Javier Sánchez Perona
Científico titular del Instituto de la Grasa-CSIC
Desde el punto de vista de la composición química, las bebidas energéticas tienen un el elevado contenido en cafeína. Según la Agencia Española de Seguridad Alimentaria y Nutrición (AESAN), un envase de 330 ml equivale a casi un café expreso y medio. Esa dosis es alta para niños y adolescentes.
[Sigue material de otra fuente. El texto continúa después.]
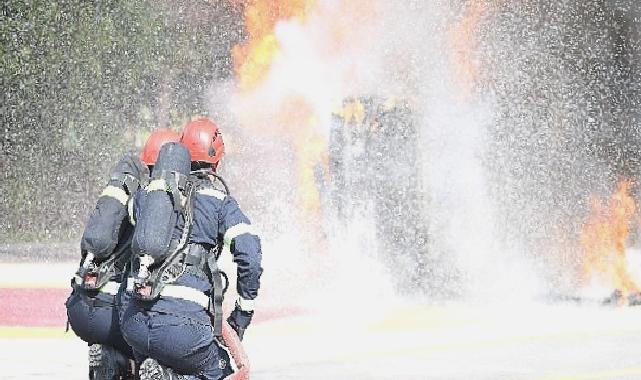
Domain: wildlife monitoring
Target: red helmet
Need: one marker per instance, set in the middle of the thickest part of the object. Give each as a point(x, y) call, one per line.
point(158, 138)
point(204, 140)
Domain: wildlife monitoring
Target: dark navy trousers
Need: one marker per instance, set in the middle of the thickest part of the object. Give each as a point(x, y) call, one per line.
point(95, 318)
point(178, 334)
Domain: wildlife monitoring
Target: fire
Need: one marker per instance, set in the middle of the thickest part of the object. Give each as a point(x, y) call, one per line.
point(252, 60)
point(464, 42)
point(604, 236)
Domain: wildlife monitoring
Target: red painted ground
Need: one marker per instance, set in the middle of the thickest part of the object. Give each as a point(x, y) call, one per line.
point(44, 307)
point(38, 307)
Además, en muchas ocasiones contienen taurina, que potencia el efecto de la cafeína. Estos componentes, unidos a la habitual presencia de azúcar, no proporcionan en esta población ningún beneficio para la salud. Más bien al contrario, pueden ser causa de su deterioro, como se ha evidenciado científicamente.
Por otra parte, la denominación de ‘bebida energética’ puede dar lugar a confusión, tanto en los propios niños y adolescentes, como entre sus padres, ya que se puede pensar que estos productos proporcionan la energía necesaria para las actividades diarias. El peligro subyacente es que se sustituyan comidas importantes del día, como es el desayuno, por este tipo de bebidas, provocando un riesgo de déficit de energía y nutrientes.
Por todo ello, y dado que el consumo de estas bebidas en este grupo poblacional es elevado, como demuestran los datos del Ministerio de Consumo, creo que prudente prohibir su venta a menores de 16 años.